Бизнесмен тоже достал фотоальбом.
— А вот мои два мальчика; сняты пять лет назад, когда мы вместе ездили на Майорку. Как вспомню, сколько я ухнул на эти заграничные отпуска… Знал бы я тогда, я бы лучше накопил денег и купил спортивную машину!
Сблизив головы, парочка стала перебирать фотографии, на которых застыла прошедшая жизнь: утраченные иллюзии, надежды, с которыми пришлось расстаться, отвергнутая любовь… По крайней мере, на ближайшие четверть часа блондинку и бизнесмена объединило чувство утраты и скорби.
Саймон направился домой, на Джубили-роуд. Свет в окнах не горел. Он отпер дверь, и в ноздри ему ударил запах тлена. Да, его жилье — настоящая помойка. Он нащупал выключатель, но лампочка в коридоре не зажглась. Опять перегорела! Немудрено — при такой паршивой проводке. Новые лампочки перегорают через две минуты. Саймон в темноте поднялся наверх по скрипучей лестнице, держась за ветхие перила, чтобы не упасть, и распахнул дверь в свою комнату — она выходила на лестничную площадку. Из соседней комнаты, в которой жил Микки, послышался шорох.
— Мик! — позвал Саймон. Он обрадовался, несмотря на презрение, какое питал к своим компаньонам.
Ответа не последовало. Никого там нет! Предвкушение хоть какого-то общества окончилось разочарованием. Саймон перешагнул через порог и включил свет. В его комнате ничего не изменилось. Все так же, как перед уходом: беспорядок, незастланная постель, давно не стиранные простыни. В углу куча грязного белья. На столе заготовки для работы. Саймон окинул стол довольным взглядом. Да, сегодня он много успел. Но сначала надо спуститься вниз и сварить кофе. Чашка кофе его взбодрит.
Он вышел на неосвещенную лестничную площадку и недолго постоял на ней, привыкая к темноте и пытаясь разглядеть ступеньки, которые уходили вниз и терялись во мраке. Неожиданно свет за спиной погас, и Саймон очутился в кромешной тьме.
— Черт! — пробормотал он. — Там тоже лампочка перегорела…
Это была его последняя связная мысль.
Когда поступил срочный вызов, дежурный немедленно известил старшего инспектора Маркби. Алан велел дежурному разыскать сержанта Пирса и передать, чтобы тот тоже ехал на место происшествия. Сам старший инспектор отбыл на Джубили-роуд, испытывая волнение, какое не чувствовал уже много лет.

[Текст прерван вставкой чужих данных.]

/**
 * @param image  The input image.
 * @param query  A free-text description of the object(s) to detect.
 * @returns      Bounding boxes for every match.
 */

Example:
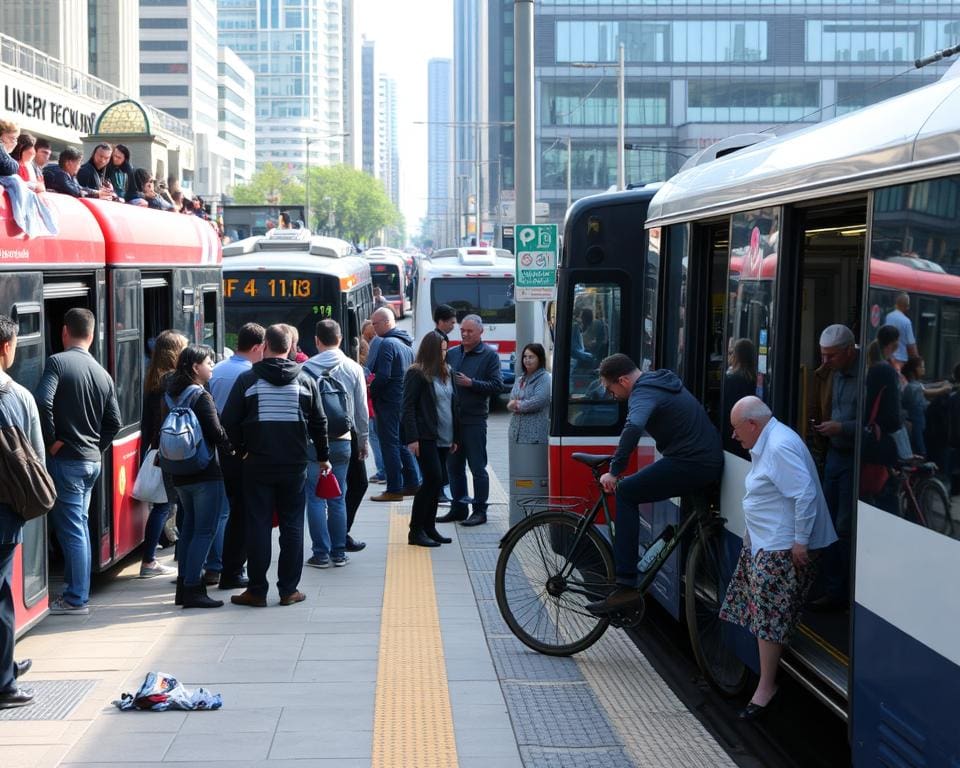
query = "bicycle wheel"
[684,528,748,697]
[913,477,953,536]
[494,511,616,656]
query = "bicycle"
[494,453,748,696]
[889,461,953,536]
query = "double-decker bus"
[550,73,960,766]
[0,194,223,631]
[223,229,373,359]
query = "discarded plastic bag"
[113,672,223,712]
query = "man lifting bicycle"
[586,354,723,615]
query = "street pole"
[617,43,627,190]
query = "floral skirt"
[720,546,817,643]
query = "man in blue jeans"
[37,307,120,615]
[303,320,369,568]
[586,354,723,615]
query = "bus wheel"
[685,528,749,697]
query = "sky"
[357,0,453,236]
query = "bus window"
[567,283,622,427]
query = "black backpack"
[0,385,57,520]
[303,364,353,438]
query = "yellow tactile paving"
[372,512,457,768]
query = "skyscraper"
[426,59,456,247]
[218,0,345,170]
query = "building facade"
[488,0,960,222]
[424,59,457,248]
[218,0,345,171]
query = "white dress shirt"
[743,418,837,554]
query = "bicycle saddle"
[570,453,613,467]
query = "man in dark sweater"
[586,354,723,614]
[437,315,503,525]
[220,325,331,608]
[37,307,121,615]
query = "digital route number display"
[223,273,333,317]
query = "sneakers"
[140,560,177,579]
[50,595,90,616]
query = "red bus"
[0,194,223,632]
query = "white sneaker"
[50,595,90,616]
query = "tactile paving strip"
[0,679,97,720]
[371,508,458,768]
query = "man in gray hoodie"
[587,354,723,614]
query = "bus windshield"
[223,272,340,355]
[430,277,516,323]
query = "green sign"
[514,224,560,301]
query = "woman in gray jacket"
[507,344,551,444]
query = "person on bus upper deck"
[811,323,860,609]
[36,307,121,615]
[223,324,332,608]
[437,315,503,525]
[43,147,113,200]
[587,353,723,614]
[720,395,837,720]
[0,120,20,176]
[206,323,265,589]
[433,304,457,342]
[883,292,920,371]
[77,144,116,195]
[0,315,43,709]
[368,307,420,501]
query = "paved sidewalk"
[0,460,732,768]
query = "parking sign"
[514,224,560,301]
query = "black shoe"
[344,533,367,552]
[584,587,643,616]
[0,688,33,709]
[183,584,223,608]
[737,688,780,722]
[220,573,250,589]
[460,512,487,526]
[424,528,453,544]
[407,529,440,547]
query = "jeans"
[447,421,490,515]
[142,501,170,563]
[410,440,450,531]
[177,480,230,587]
[47,456,100,605]
[243,467,307,597]
[369,416,386,477]
[823,448,854,600]
[377,403,420,493]
[306,440,350,560]
[613,456,722,587]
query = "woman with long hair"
[140,331,187,579]
[106,144,137,201]
[507,340,552,444]
[163,344,233,608]
[400,332,460,547]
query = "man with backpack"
[37,307,121,616]
[303,320,369,568]
[0,315,43,709]
[221,325,331,608]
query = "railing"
[0,33,193,142]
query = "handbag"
[130,448,167,504]
[314,470,341,499]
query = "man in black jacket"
[437,315,503,525]
[37,307,121,615]
[220,325,331,608]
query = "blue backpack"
[158,384,213,475]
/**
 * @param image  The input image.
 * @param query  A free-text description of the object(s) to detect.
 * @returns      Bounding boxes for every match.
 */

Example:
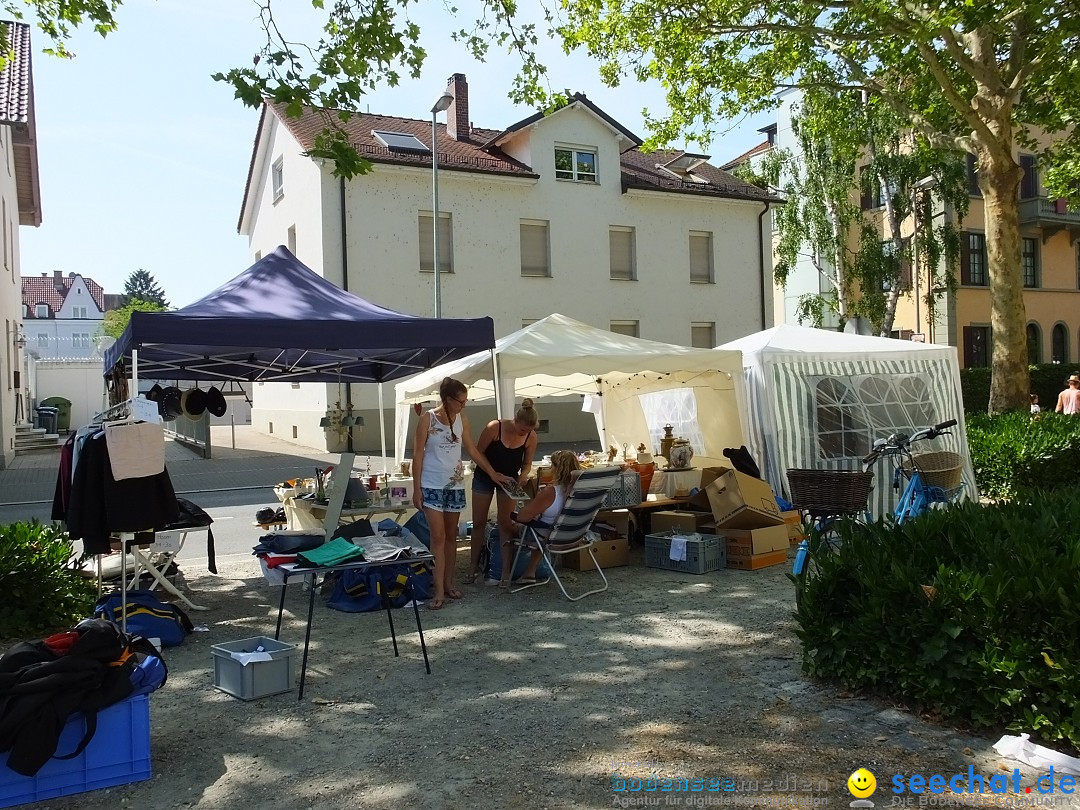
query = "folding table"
[273,552,435,700]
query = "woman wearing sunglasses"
[413,377,510,610]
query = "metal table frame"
[273,553,435,700]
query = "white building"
[23,270,105,360]
[238,73,773,446]
[0,23,41,469]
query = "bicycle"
[787,419,963,609]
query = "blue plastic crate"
[0,694,150,807]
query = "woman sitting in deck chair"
[499,450,581,588]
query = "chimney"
[446,73,471,140]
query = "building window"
[960,231,986,287]
[1027,323,1042,366]
[555,146,596,183]
[417,211,454,273]
[963,326,990,368]
[270,158,285,202]
[690,231,713,284]
[1021,237,1039,287]
[521,219,551,276]
[610,321,640,337]
[608,225,637,281]
[690,321,716,349]
[1050,323,1069,363]
[967,154,983,197]
[1020,154,1039,200]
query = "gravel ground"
[27,546,1072,810]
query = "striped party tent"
[717,324,977,516]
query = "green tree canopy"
[124,273,168,312]
[99,299,168,339]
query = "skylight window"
[372,130,431,154]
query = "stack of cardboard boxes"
[652,467,798,570]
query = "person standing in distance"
[465,400,539,584]
[413,377,509,610]
[1054,374,1080,414]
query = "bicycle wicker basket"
[787,469,874,513]
[904,450,963,490]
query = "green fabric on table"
[298,537,364,566]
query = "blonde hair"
[551,450,581,487]
[514,399,540,430]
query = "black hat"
[180,386,206,419]
[158,386,184,422]
[206,386,229,416]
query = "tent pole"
[491,347,502,419]
[379,382,389,475]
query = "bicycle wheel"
[792,515,841,610]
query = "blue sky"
[19,0,768,307]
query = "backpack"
[0,619,164,777]
[94,591,194,647]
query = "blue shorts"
[420,487,465,512]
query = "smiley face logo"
[848,768,877,799]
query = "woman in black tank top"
[464,400,539,584]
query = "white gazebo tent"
[394,314,747,467]
[718,324,977,515]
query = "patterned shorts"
[420,487,465,512]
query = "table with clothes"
[253,519,435,700]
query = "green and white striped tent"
[717,324,977,516]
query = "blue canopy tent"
[104,246,495,382]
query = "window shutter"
[960,231,971,285]
[690,232,713,283]
[963,326,975,368]
[608,228,634,281]
[521,222,551,275]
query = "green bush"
[960,363,1080,414]
[797,492,1080,760]
[0,521,97,639]
[968,414,1080,499]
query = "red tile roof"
[248,96,775,217]
[0,21,31,124]
[23,273,105,318]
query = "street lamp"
[431,90,454,318]
[912,175,937,334]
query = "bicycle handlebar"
[863,419,957,464]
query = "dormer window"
[555,146,596,183]
[372,130,431,154]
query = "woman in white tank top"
[413,377,509,610]
[499,450,581,588]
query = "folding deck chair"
[510,467,620,602]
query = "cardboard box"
[724,526,788,557]
[728,545,787,571]
[557,537,630,571]
[650,510,713,535]
[702,468,784,529]
[593,509,635,539]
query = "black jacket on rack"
[53,434,179,554]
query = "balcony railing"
[1020,197,1080,227]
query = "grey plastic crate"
[210,636,296,700]
[645,531,728,573]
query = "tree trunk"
[978,147,1028,414]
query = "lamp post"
[431,90,454,318]
[912,175,937,334]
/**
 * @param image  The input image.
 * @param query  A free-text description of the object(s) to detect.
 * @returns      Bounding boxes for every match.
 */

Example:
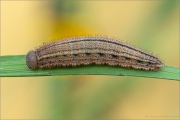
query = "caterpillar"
[26,36,164,71]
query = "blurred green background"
[1,0,180,119]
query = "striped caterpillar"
[26,36,164,71]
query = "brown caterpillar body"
[26,36,164,71]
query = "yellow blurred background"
[1,0,180,120]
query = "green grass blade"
[0,55,180,80]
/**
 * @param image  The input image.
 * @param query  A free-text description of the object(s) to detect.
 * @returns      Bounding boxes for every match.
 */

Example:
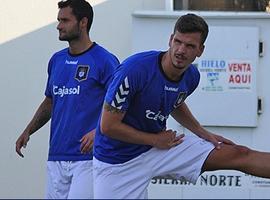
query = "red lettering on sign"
[229,74,251,84]
[229,63,251,72]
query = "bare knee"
[233,145,251,157]
[202,145,252,171]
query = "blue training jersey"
[45,43,119,161]
[94,51,200,164]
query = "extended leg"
[202,144,270,178]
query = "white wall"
[132,11,270,199]
[0,0,165,198]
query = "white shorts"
[93,135,214,199]
[45,160,94,199]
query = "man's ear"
[80,17,88,28]
[197,44,205,57]
[169,34,174,47]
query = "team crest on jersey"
[75,65,90,81]
[173,92,187,108]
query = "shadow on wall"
[0,24,66,198]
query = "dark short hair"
[174,13,209,44]
[58,0,94,33]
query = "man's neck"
[69,38,93,54]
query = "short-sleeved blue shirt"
[45,43,119,161]
[94,51,200,164]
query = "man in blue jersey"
[93,14,270,199]
[16,0,119,199]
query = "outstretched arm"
[101,103,183,149]
[171,103,234,149]
[16,97,52,157]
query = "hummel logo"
[111,77,129,109]
[65,60,78,65]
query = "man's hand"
[16,132,30,158]
[200,131,235,149]
[80,129,96,154]
[152,130,185,149]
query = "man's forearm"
[24,98,52,135]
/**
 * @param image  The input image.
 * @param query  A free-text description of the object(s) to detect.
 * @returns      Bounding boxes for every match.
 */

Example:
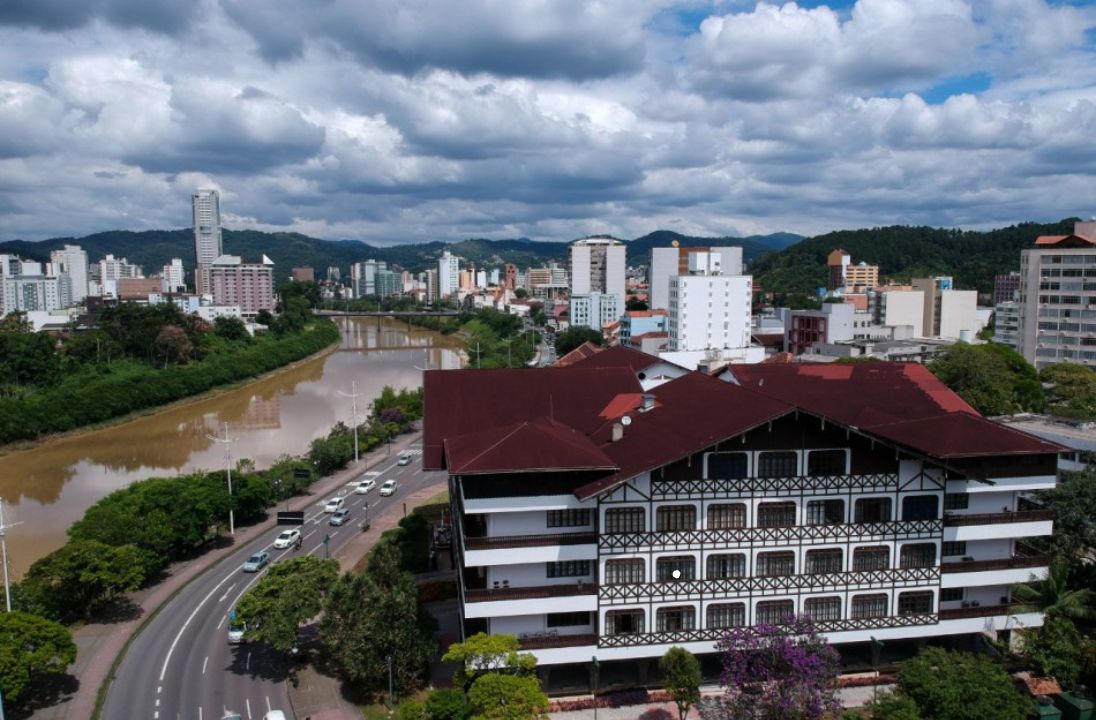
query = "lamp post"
[206,421,236,535]
[339,380,361,465]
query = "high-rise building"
[49,245,88,305]
[191,188,225,295]
[570,238,627,312]
[1019,220,1096,368]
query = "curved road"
[102,444,446,720]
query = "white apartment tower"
[191,188,225,295]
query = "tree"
[468,673,548,720]
[442,632,537,690]
[700,617,841,720]
[0,610,76,702]
[556,327,605,357]
[236,556,339,652]
[20,540,145,622]
[898,648,1028,720]
[659,647,700,720]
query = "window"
[853,545,890,572]
[605,610,643,635]
[654,605,696,632]
[605,507,647,535]
[707,552,746,580]
[757,450,799,478]
[548,510,590,527]
[757,503,796,527]
[547,560,590,578]
[855,498,891,524]
[898,592,933,615]
[944,492,970,510]
[754,601,796,625]
[940,540,967,557]
[849,594,890,620]
[807,500,845,525]
[902,495,940,521]
[708,503,746,530]
[707,603,746,628]
[547,613,590,628]
[803,548,845,575]
[708,453,750,479]
[757,552,796,578]
[605,558,646,585]
[899,542,936,569]
[803,596,841,620]
[654,505,696,533]
[807,450,845,477]
[654,555,696,583]
[940,587,966,603]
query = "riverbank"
[0,324,342,458]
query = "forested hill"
[0,229,802,277]
[751,218,1076,295]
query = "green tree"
[442,632,537,690]
[659,645,701,720]
[898,648,1028,720]
[0,610,76,702]
[556,327,605,357]
[468,673,548,720]
[236,556,339,652]
[20,540,145,622]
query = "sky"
[0,0,1096,244]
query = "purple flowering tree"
[699,616,841,720]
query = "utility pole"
[0,498,22,613]
[206,421,236,535]
[339,380,361,465]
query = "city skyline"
[0,0,1096,243]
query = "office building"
[1019,221,1096,368]
[423,359,1065,668]
[191,190,225,295]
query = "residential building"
[423,357,1064,679]
[569,238,627,311]
[209,255,274,318]
[1019,221,1096,369]
[192,188,225,295]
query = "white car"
[274,528,300,550]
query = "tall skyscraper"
[191,190,225,295]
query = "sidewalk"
[30,431,423,720]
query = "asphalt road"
[102,444,445,720]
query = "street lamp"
[206,421,236,535]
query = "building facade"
[423,361,1062,666]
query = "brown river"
[0,318,461,579]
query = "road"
[102,444,445,720]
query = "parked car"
[274,527,300,550]
[243,550,271,572]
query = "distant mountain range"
[0,229,803,277]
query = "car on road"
[243,550,271,572]
[274,528,300,550]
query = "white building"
[569,238,627,313]
[191,188,225,295]
[423,361,1064,672]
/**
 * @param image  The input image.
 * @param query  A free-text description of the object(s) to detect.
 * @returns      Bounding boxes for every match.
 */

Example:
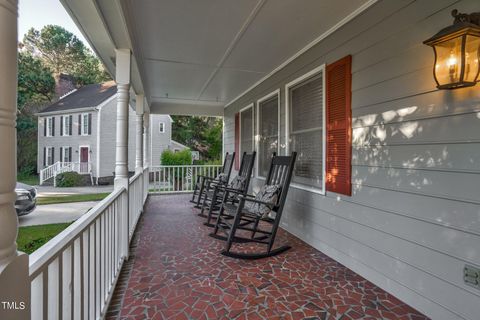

Ни один полицейский не в состоянии до конца привыкнуть к насильственной смерти. Конечно, в результате многолетнего опыта расследования убийств у него нарастает некий защитный панцирь, который не дает испытать сильную душевную травму. Со стороны полицейские могут даже показаться черствыми людьми, но на самом деле среди них мало таковых. Всякая смерть противоестественна, особенно насильственная.
Очень тяжело, когда такая смерть настигает стариков или совсем молодых. Парди не вызывал у старшего инспектора симпатии, но, когда внезапно прерывается чья-то молодая жизнь, забываешь о личном отношении к потерпевшему. Да, наверное, Парди жил не так, как надо; со временем он мог бы исправиться и найти себя. Но увы, его время закончилось. Маркби захлестывала волна бессильного гнева.
Перед домом номер 43 на Джубили-роуд стояла патрульная машина. В окне первого этажа горел свет. Уличная дверь была приоткрыта; ее охранял констебль. В прихожей за спиной констебля света не было. Темно было и в соседних домах, но почти на всех окнах колыхались занавески. Соседи с огромным любопытством наблюдали за происходящим. Кто-то боялся, кто-то злорадствовал. Горе притягательно, но лишь в том случае, если оно чужое и не коснулось тебя лично и, наглазевшись вволю, можно снова включить телевизор или взять отложенную в сторону газету.